Foot Locker have been fundamental in shaping this dialogue and fuelling the TN's eye-watering success in Australia. 'You become an absolute sponge for what’s happening in sneaker culture,’ says one Foot Locker insider. ‘We’re monitoring tens, or hundreds of blogs constantly to see where the influences are coming from. The word that comes to mind is nurture. We want to do the TN justice. We want to stay authentic.’

One of the most passionate and incendiary sneaker fan bases in the world, there’s a lot of pressure surrounding every single Aussie-exclusive TN colourway.

‘The TN community is such an authentic, tight-knit community within Australia,’ says Foot Locker. ‘If we’re not in-tune (pardon the pun) with what’s in-line with customer sentiment on the blogs, then it makes it very difficult for our future aspirations.’

One of the more recent hits for the TN was undoubtedly the ‘Lava’ colourway. Originally arriving in 2015, the molten-hot TN hit shelves just months after Kanye West’s Nike Air Yeezy 2 ‘Red October’, and continues to be one of the more hallowed colourways in Nike’s vast Air Max Plus catalogue.

‘The Yeezy 2 Red October came out in 2014. It got me by nine months, so Im wondering if that had a subliminal influence on me,’ our insider revealed. ‘But the objective with the Lava was to be really bold, premium and distinctive. I knew I had to disrupt the pattern of white mesh TNs.’

Outside of ‘Triple Black’ and ‘Triple White’ renditions, monotone colourways were scarcely seen during the TNs fledgling years. Now, it’s one of the highest volume areas of the sneaker industry more broadly.

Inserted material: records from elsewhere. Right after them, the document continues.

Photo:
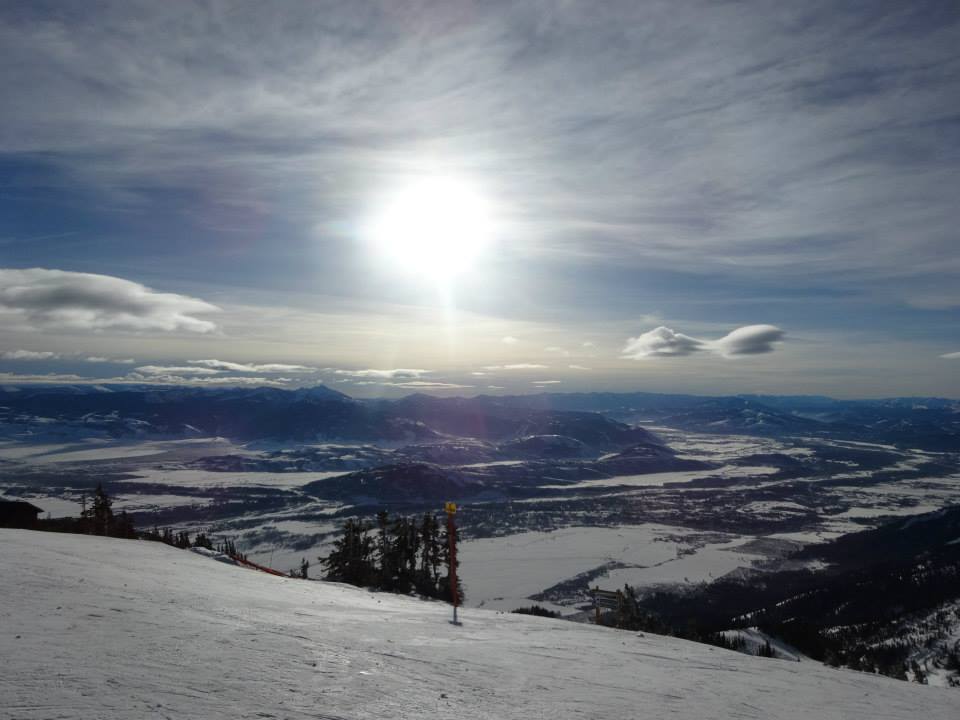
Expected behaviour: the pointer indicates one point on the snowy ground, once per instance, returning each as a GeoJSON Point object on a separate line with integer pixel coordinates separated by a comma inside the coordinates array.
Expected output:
{"type": "Point", "coordinates": [100, 628]}
{"type": "Point", "coordinates": [501, 573]}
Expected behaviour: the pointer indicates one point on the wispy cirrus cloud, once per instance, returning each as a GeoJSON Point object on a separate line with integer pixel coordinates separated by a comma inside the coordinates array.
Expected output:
{"type": "Point", "coordinates": [28, 355]}
{"type": "Point", "coordinates": [517, 366]}
{"type": "Point", "coordinates": [42, 299]}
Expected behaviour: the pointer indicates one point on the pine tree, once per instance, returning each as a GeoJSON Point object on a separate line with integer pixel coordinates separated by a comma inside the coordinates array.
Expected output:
{"type": "Point", "coordinates": [102, 512]}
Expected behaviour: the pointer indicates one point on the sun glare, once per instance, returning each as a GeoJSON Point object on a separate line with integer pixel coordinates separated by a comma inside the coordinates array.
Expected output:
{"type": "Point", "coordinates": [437, 226]}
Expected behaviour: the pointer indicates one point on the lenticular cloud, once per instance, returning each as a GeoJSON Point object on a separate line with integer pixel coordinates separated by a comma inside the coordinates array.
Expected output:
{"type": "Point", "coordinates": [40, 298]}
{"type": "Point", "coordinates": [666, 342]}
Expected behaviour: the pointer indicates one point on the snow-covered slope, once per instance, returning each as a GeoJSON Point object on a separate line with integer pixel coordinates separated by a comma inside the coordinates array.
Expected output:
{"type": "Point", "coordinates": [101, 628]}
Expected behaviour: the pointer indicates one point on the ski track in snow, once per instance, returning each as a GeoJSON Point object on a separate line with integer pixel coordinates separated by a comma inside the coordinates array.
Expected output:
{"type": "Point", "coordinates": [102, 628]}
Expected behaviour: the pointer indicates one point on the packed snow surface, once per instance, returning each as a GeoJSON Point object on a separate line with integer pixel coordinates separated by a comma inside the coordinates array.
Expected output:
{"type": "Point", "coordinates": [101, 628]}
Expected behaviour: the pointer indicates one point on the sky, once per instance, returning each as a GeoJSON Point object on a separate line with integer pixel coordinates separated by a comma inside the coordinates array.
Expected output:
{"type": "Point", "coordinates": [483, 197]}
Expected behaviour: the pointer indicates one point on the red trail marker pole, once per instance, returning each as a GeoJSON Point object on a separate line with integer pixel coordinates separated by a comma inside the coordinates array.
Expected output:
{"type": "Point", "coordinates": [451, 509]}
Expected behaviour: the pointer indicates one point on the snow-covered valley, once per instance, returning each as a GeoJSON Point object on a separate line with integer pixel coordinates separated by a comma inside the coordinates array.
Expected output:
{"type": "Point", "coordinates": [96, 627]}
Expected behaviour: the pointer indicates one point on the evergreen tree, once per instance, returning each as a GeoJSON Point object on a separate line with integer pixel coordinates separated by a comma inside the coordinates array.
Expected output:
{"type": "Point", "coordinates": [101, 513]}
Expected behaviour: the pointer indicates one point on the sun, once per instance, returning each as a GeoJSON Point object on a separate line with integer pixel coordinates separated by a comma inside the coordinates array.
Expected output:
{"type": "Point", "coordinates": [435, 227]}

That shift has proven to be one of many evolutions we’ve seen from the TN over its 20-year history. From its early days as an OG Air Max agitator in ‘Orange Tiger’, to more recent iterations like the ‘Lava’, a whole new generation of sneakerheads are now eager to lace the seven-bubbled beast.

‘They’re more mainstream now,’ says traQsuitMafia. ‘They’ve become more accessible and trendy, which isn’t necessarily a bad thing. I think the shoe has finally gotten the recognition it deserves, and not shunned for its connotations.’

Gradually outgrowing its hard-edged heritage, the reputation of the Air Max Plus has certainly softened, and is now being embraced by a broader demographic in Australia. Still, that’s not to say that any of us forget how the Air Max Plus stomped its way to cultural prominence in the early 2000s. Whether we’re conscious of it or not, that indelible TN badge still pays homage to all the suburban backroads.

According to Raymond, ‘It’ll be a long time before we forget its history, or how the shoe built its notoriety’.

For Foot Locker, the Air of the future is still Tuned. The challenge lies in continuing to push the boundaries on a sneaker routinely shattering the status-quo.

‘What else can we do with it? What can we play around with?’ says our insider. ‘How can we press the boundaries? This is a silhouette that really allows us to do this.’

Yes, the TN continues to cast an interminable shadow across Australia’s sneaker culture. Whether these long silhouettes are palm trees blowing gently in the breeze, or protruding veins swelling from muscle tissue, we’ll let you be the judge.

The Nike Air Max Plus ‘Lava’ is rumoured to return to Foot Locker in August, 2021.